Prié de « revoir sa copie »,
le 14 février, Fayez el-Sarraj a présenté un nouveau gouvernement de 13 membres
plus cinq secrétaires d’Etat, dans lequel, en principe, chaque grande faction
libyenne est représentée. Cependant, deux des neuf membres du Conseil
présidentiel se sont opposés à sa composition. Il s’agit d’Omar lassoued
(Omar Al Aswad), représentant de Zenten et d’Ali Kotrani (Ali al Gatrani) de
Tobrouk qui reprochent à ce gouvernement de faire la part trop belle
aux Frères musulmans de Misrata et aux islamistes de Tripoli.

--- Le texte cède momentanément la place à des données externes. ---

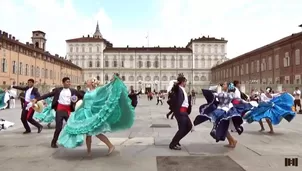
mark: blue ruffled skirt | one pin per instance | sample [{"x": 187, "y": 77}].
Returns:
[
  {"x": 278, "y": 108},
  {"x": 221, "y": 119}
]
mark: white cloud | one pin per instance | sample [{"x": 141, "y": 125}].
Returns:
[
  {"x": 59, "y": 21},
  {"x": 246, "y": 24}
]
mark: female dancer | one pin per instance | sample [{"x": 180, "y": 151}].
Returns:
[
  {"x": 272, "y": 107},
  {"x": 225, "y": 113},
  {"x": 4, "y": 98},
  {"x": 47, "y": 115},
  {"x": 104, "y": 109}
]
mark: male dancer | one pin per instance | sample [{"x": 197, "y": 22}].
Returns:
[
  {"x": 31, "y": 92},
  {"x": 181, "y": 107},
  {"x": 64, "y": 99},
  {"x": 133, "y": 96}
]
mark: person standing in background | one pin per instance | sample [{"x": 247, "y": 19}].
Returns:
[
  {"x": 297, "y": 101},
  {"x": 193, "y": 95}
]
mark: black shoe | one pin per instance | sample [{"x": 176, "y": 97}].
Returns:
[
  {"x": 40, "y": 129},
  {"x": 174, "y": 147},
  {"x": 54, "y": 145}
]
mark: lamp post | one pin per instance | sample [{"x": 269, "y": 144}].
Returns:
[{"x": 156, "y": 84}]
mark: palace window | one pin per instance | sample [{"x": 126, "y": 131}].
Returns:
[
  {"x": 32, "y": 71},
  {"x": 297, "y": 57},
  {"x": 148, "y": 64},
  {"x": 114, "y": 63},
  {"x": 164, "y": 61},
  {"x": 173, "y": 62},
  {"x": 257, "y": 66},
  {"x": 270, "y": 63},
  {"x": 38, "y": 72},
  {"x": 26, "y": 69},
  {"x": 247, "y": 68},
  {"x": 277, "y": 61},
  {"x": 20, "y": 68},
  {"x": 106, "y": 64},
  {"x": 4, "y": 65},
  {"x": 140, "y": 64},
  {"x": 106, "y": 77},
  {"x": 180, "y": 62},
  {"x": 286, "y": 60},
  {"x": 14, "y": 67},
  {"x": 46, "y": 73},
  {"x": 196, "y": 62},
  {"x": 98, "y": 64}
]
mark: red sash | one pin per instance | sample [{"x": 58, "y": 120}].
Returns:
[
  {"x": 66, "y": 108},
  {"x": 30, "y": 111}
]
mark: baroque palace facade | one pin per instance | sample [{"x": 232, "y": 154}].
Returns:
[
  {"x": 277, "y": 63},
  {"x": 147, "y": 68},
  {"x": 20, "y": 62}
]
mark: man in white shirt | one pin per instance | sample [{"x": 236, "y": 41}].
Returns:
[
  {"x": 181, "y": 107},
  {"x": 297, "y": 101},
  {"x": 64, "y": 100},
  {"x": 31, "y": 93}
]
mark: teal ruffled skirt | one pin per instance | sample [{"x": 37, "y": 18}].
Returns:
[{"x": 106, "y": 109}]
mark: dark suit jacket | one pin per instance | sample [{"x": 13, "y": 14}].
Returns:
[
  {"x": 56, "y": 93},
  {"x": 34, "y": 92},
  {"x": 177, "y": 98},
  {"x": 133, "y": 97}
]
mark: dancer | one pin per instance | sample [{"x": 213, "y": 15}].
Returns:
[
  {"x": 224, "y": 111},
  {"x": 63, "y": 103},
  {"x": 27, "y": 113},
  {"x": 170, "y": 94},
  {"x": 159, "y": 98},
  {"x": 133, "y": 96},
  {"x": 181, "y": 107},
  {"x": 297, "y": 102},
  {"x": 48, "y": 114},
  {"x": 104, "y": 109},
  {"x": 272, "y": 108}
]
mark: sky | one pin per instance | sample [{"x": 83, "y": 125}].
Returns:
[{"x": 246, "y": 24}]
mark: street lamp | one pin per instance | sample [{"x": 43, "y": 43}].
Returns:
[{"x": 156, "y": 84}]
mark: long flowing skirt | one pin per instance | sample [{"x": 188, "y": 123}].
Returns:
[
  {"x": 222, "y": 120},
  {"x": 275, "y": 110},
  {"x": 111, "y": 111}
]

La composition de ce Gouvernement d’union nationale a
également buté sur le portefeuille de la Défense qui était brigué à la fois par
le général Haftar, le chef de l’armée de Cyrénaïque soutenu par l’Égypte, et
par l’ancien bras droit de Ben Laden, Abdelhakim Belhaj, le chef du GICL
(Goupe islamiste de combat de la Libye) une des plus puissantes milices
islamistes de Tripoli, soutenu par la Turquie et le Qatar.
Finalement, le portefeuille est revenu au
colonel Mehdi Brahim Barghethi (Mahdi al-Barghati), proche du gouvernement de
Tobrouk mais que certains observateurs pensent être en froid avec le général
Haftar. Quant au ministère de l’Intérieur, il a été attribué à El Aref Salah
Khouja (Salel al-Khoja), un lieutenant d’Abdelhakim Belhaj. Les forces de
sécurité libyennes vont donc dépendre de deux chefs dont les objectifs sont à
l’opposé… La coupure entre la
Tripolitaine et la Cyrénaïque est donc inscrite dans les faits.
Concernant les autres ministères, chaque
région, chaque grande faction a en
principe obtenu d’être représentée. Dans cette dilution de l’État, certains
sont favorisés, comme les Frères musulmans de Misrata,
inconditionnellement appuyés par la Turquie et le Qatar. D’autres sont
marginalisés, comme Zenten, qui détient prisonnier Saïf al Islam, le fils du
colonel Kadhafi. De fait, la
Tripolitaine est donc partagée entre Frères musulmans de Misrata et
Milices de Tripoli apparentées à Al Qaïda. Le nouveau gouvernement
devant s’installer à Tripoli, il sera donc, de fait, sous le contrôle de ces
derniers, d’où d’inévitables tensions avec les forces de Cyrénaïque.
Mais peu importe ce
bricolage issu d’un quasi marchandage de souk puisque la « communauté
internationale » a enfin réussi à mettre en place une autorité
« légale » qui va pouvoir lui demander d’intervenir contre
l’État islamique. Une intervention
refusée par l’Algérie et la Tunisie mais qui va se faire au profit
des Frères musulmans et des diverticules d’Al Qaïda qui
contrôlent la Tripolitaine. Tous espèrent que les forces spéciales
occidentales les débarrasseront de l’État islamique afin qu’ils puissent
reprendre ensuite leurs guerres internes et continuer à s’enrichir en
acheminant des « migrants » en Europe.
Regardons
en effet les choses en face : le résultat de la calamiteuse guerre décidée
en 2011 par Nicolas Sarkozy et BHL est que, aujourd’hui, nous allons intervenir
en Libye, certes contre l’État islamique, mais d’abord au profit
d’une coalition rassemblant Al-Qaïda et Frères musulmans…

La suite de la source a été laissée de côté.